If your storage facility supports SFTP and LFTP, and you need high-bandwidth data streaming for analysis, data migration or other purposes such as model-training, then this module may be of use to you.
Experience with SFTP or LFTP is not necessary, but you must be able to setup the required SSH configurations.

See **Automated** for details on how to avoid having to set up SSH configuration.

## Setup

A more user-friendly setup process, which facilitates both automated as well as interactive setup is currently in development. (**TODO**: Finish and describe the setup process)

### Installation

The package is available on PyPI. The recommended way to install and manage dependencies is using the lightning-fast [`uv`](https://docs.astral.sh/uv/) package manager:

```bash
# Add to your current project
uv add pyremotedata
```

Alternatively, you can use the `uv pip` interface or standard `pip`:

```bash
uv pip install pyremotedata
# or just
pip install pyremotedata
```

### Interactive

Simply follow the popup instructions that appear once you load the package for the first time.

### Automated

The automatic configuration setup relies on setting the correct environment variables **BEFORE LOADING THE PACKAGE**:

* `PYREMOTEDATA_REMOTE_USERNAME` : Should be set to your username on your remote service.
* `PYREMOTEDATA_REMOTE_URI` : Should be set to the URI of the endpoint for your remote service (e.g. for ERDA it is "io.erda.au.dk").
* `PYREMOTEDATA_REMOTE_DIRECTORY` : If you would like to set a default working directory, that is not the root of your remote storage, then set this to that (e.g. "/MY_PROJECT/DATASETS") otherwise simply set this to "/".
* `PYREMOTEDATA_AUTO` : Should be **set to "yes"** to disable interactive mode. If this is not set, or set to anything other than "yes" (not case-sensitive), while any of the prior environment variables are unset an error will be thrown.

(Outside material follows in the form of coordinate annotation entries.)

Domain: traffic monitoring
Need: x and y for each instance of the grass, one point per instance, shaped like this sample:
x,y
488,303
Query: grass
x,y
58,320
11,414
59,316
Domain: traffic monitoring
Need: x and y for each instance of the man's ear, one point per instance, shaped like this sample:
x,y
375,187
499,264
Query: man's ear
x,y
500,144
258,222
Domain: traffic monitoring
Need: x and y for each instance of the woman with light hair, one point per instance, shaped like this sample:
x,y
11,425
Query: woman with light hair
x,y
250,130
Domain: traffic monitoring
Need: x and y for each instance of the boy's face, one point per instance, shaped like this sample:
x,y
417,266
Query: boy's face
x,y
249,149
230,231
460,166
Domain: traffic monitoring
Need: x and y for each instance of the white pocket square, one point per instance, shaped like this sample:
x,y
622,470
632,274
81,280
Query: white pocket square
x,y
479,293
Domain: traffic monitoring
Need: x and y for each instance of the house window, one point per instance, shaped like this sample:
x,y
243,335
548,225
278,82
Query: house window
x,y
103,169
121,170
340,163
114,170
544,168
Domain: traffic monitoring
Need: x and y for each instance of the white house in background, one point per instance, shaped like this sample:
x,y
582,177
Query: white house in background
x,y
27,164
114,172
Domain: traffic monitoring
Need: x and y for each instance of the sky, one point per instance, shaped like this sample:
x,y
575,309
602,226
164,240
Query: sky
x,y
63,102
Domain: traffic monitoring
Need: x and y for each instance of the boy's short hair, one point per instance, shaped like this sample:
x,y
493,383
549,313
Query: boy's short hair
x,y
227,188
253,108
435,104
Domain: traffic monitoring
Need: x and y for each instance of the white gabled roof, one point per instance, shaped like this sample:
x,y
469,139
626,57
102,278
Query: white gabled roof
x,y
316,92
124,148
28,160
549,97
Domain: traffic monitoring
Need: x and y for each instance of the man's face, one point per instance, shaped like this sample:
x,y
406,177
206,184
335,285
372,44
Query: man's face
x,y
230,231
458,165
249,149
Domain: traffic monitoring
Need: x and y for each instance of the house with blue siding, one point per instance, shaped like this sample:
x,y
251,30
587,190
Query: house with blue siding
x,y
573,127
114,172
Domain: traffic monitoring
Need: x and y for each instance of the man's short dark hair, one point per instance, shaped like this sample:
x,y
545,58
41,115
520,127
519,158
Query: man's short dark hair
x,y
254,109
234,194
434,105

The recommended way to avoid any SSH or environment variables setup is to use:

```python
from pyremotedata.implicit_mount import IOHandler
with IOHandler(lftp_settings = {'sftp:connect-program' : 'ssh -a -x -i <keyfile>'}, user = <USER>, remote = <REMOTE>) as io:
    ...
```

Here `keyfile` is probably something like `~/.ssh/id_rsa`.

### Example

If you want to test against a mock server simply follow the instructions in tests/README.

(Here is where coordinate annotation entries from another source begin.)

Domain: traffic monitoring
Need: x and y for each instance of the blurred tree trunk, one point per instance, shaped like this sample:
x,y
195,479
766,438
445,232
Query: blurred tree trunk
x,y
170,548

If you have a remote storage facility that supports SFTP and LFTP, then you can use the following example to test the functionality of the module:

```python
# Set the environment variables (only necessary in a non-interactive setting)
# If you are simply running this as a Python script, 
# you can omit these lines and you will be prompted to set them interactively
import os
os.environ["PYREMOTEDATA_REMOTE_USERNAME"] = "username"
os.environ["PYREMOTEDATA_REMOTE_URI"] = "storage.example.com"
os.environ["PYREMOTEDATA_REMOTE_DIRECTORY"] = "/MY_PROJECT/DATASETS"
os.environ["PYREMOTEDATA_AUTO"] = "yes"

from pyremotedata.implicit_mount import IOHandler

handler = IOHandler()

with handler as io:
    print(io.ls())
    local_file = io.download("/remote/file/or/directory")

# The configuration is persistent, but can be removed using the following:
from pyremotedata.config import remove_config
remove_config()
```

## Issues

This module is certainly not maximally efficient, and you may run into network- or OS-specific issues. Any and all feedback and contributions is highly appreciated.